13 November 2018

Continuous Integration in an SFDX: experience report

I recently added Continuous Integration (CI) for the Graphvizforce-Lightning project. I thought I’d share what I learned in case it can help you if you decide to use SFDX and CI.

You can see the various parts:

I selected CircleCI for this project because it’s free for open source (OSS) projects and because Circle v2 uses Docker containers. I prefer Docker for CI because I can run all the steps on my local machine in an exact replica of the cloud CI environment.

My favourite Docker CI engine is Bitbucket Pipelines but, since it’s not free for open source, I chose CircleCI for this project.

Watch out for these items

Authentication: in SFDX CI, the only auth step is to the Dev Hub org. In this project, we use the sfdxurl flow, using a file created dynamically from a CI environment variable. Since CircleCI protects these values, this should be secure. There is another flow which is more secure and more complex to setup, that’s the JWT Flow which you may want to use if your hub is your production org. I’d suggest starting with sfdxurl for the initial implementation because it’s much easier to setup and, depending on your CI server, secure. There are a few blog posts on the interwebs describing how to setup the JWT flow.

DE Scratch org limits: if you are also doing OSS, then there are quite strict limits on using a free/Developer edition as the SFDX Hub org. The limits on production orgs are much higher but you should think about this in the context of the volume of commits/pushes in your environment.

Docker OS: I used Ubuntu as the base OS for this project because I copied it from the Lightning Testing Service (LTS) example. It makes quite a large image but I believe that an Alpine based image would also work if you want a smaller Docker image.

Docker and Chrome Headless: the debian Chrome install installs the latest Chrome version. If you build a new Docker image, it is essential that you use the latest Chrome driver to make this work in a headless environment. You can find the latest versions listed here. This took me quite a while to figure out.

LTS rollbacks: when running Apex tests, there is an automatic rollback of any changes made to the database. This is not true for LTS tests. Because we create a scratch org just for the CI run and then throw it away, this doesn’t really matter. Scratch orgs FTW! This shows why your dev/test orgs should be "Cattle not Pets"

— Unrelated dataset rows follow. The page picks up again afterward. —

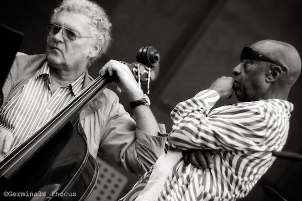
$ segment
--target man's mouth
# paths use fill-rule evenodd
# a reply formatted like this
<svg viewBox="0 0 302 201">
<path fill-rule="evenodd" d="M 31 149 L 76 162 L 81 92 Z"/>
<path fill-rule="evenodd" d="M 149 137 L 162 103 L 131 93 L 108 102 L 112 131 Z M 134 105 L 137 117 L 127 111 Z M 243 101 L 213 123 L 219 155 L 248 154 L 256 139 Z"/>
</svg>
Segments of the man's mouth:
<svg viewBox="0 0 302 201">
<path fill-rule="evenodd" d="M 239 82 L 237 81 L 237 80 L 235 80 L 234 84 L 233 85 L 233 88 L 234 89 L 238 89 L 238 88 L 239 88 L 240 87 L 240 83 L 239 83 Z"/>
</svg>

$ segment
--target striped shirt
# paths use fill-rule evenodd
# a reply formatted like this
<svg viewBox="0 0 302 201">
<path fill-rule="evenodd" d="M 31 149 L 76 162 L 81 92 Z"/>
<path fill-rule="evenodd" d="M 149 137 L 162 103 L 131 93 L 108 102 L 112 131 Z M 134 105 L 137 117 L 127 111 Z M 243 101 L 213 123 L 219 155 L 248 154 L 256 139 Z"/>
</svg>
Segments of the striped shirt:
<svg viewBox="0 0 302 201">
<path fill-rule="evenodd" d="M 167 142 L 170 150 L 123 200 L 135 200 L 146 186 L 149 188 L 148 181 L 159 174 L 166 179 L 162 184 L 156 181 L 153 185 L 162 185 L 158 193 L 153 193 L 156 198 L 146 200 L 226 201 L 247 195 L 275 159 L 270 151 L 280 151 L 284 145 L 293 105 L 269 99 L 210 110 L 219 98 L 216 91 L 206 90 L 175 107 L 171 113 L 173 125 Z M 185 165 L 181 153 L 173 161 L 169 157 L 173 149 L 217 150 L 213 156 L 214 168 L 205 171 L 191 164 Z M 171 161 L 174 164 L 169 173 L 156 170 L 160 167 L 158 163 L 168 166 Z"/>
<path fill-rule="evenodd" d="M 11 150 L 82 90 L 84 75 L 52 92 L 50 88 L 50 68 L 47 62 L 43 64 L 28 83 L 0 109 L 0 128 L 10 131 L 14 136 Z"/>
</svg>

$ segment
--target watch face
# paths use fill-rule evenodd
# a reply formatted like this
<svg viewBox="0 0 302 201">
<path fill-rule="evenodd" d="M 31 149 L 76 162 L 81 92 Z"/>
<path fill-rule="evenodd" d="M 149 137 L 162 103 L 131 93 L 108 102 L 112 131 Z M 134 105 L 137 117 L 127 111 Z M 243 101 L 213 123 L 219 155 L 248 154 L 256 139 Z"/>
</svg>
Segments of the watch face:
<svg viewBox="0 0 302 201">
<path fill-rule="evenodd" d="M 151 105 L 151 102 L 150 101 L 150 99 L 149 99 L 149 97 L 148 96 L 147 96 L 146 94 L 144 94 L 143 95 L 144 98 L 145 99 L 146 101 L 147 101 L 147 103 L 148 104 L 148 105 L 150 106 Z"/>
</svg>

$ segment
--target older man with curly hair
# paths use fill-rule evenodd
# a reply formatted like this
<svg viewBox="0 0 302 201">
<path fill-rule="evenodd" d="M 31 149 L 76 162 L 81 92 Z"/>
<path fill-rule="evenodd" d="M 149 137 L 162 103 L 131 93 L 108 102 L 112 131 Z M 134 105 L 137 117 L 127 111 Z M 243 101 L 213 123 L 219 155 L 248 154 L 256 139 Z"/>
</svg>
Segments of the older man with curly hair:
<svg viewBox="0 0 302 201">
<path fill-rule="evenodd" d="M 46 54 L 16 57 L 0 96 L 0 156 L 5 157 L 93 81 L 87 68 L 105 53 L 112 26 L 104 10 L 89 0 L 64 0 L 47 25 Z M 128 67 L 111 60 L 100 74 L 115 73 L 130 101 L 144 94 Z M 164 153 L 166 138 L 159 132 L 148 105 L 130 117 L 115 93 L 105 89 L 82 110 L 79 120 L 90 153 L 141 174 Z"/>
</svg>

Always CI Steps: in the same way as a try/finally code block ensures some steps are always run, CircleCI has an always feature which you can use to clean up the scratch org. Adding || true after the command will always return a zero exit code to ensure the CI run passes, even if the scratch org was never created. CircleCI has another way of ensuring a zero exit code which is probably better but the technique I’m using will work in any CI service/bash shell.

Learnings

How many tests: using the junit reporting for all tests is really useful. It means you have a nice summary for each test run of how many tests were invoked and which is the slowest. This will be very useful for speeding up CI and this will, in turn, speed up all developers. That’s a valuable feedback loop and one of the many unspoken benefits of CI.

Apex test waits: using the junit reporting means you need to configure an explicit wait time for the Apex tests. This is not ideal because it will eventually be too short so requires manual maintenance. Hopefully the SFDX Apex plugin will improve on this in future so it doesn’t require a hardcoded wait.

Unreliable nodejs tests: some of the nodejs tests in this project write out .soql files as a side-effect of running a test. This intermittently fails and this reduces the value of the tests. I’ll keep looking for a solution on this one.

Nodejs versions: I have Nodejs v9 running on my laptop but the Docker image installs the latest v11. This broke some calls to the fs lib functions. It was an easy fix but it’s worth watching out for version mismatches for tests which you also run locally.

Summary

I hope this helps and gives you the confidence to start using CI as soon as possible. There are many benefits for developers, testers and general stability that come from CI and automation.

Most people won’t get to full Continuous Delivery (CD) but CI is much less work and provides instant value.

p.s. If you are curious about why we are using nodejs in a Lightning Component, I’ll blog about that soon.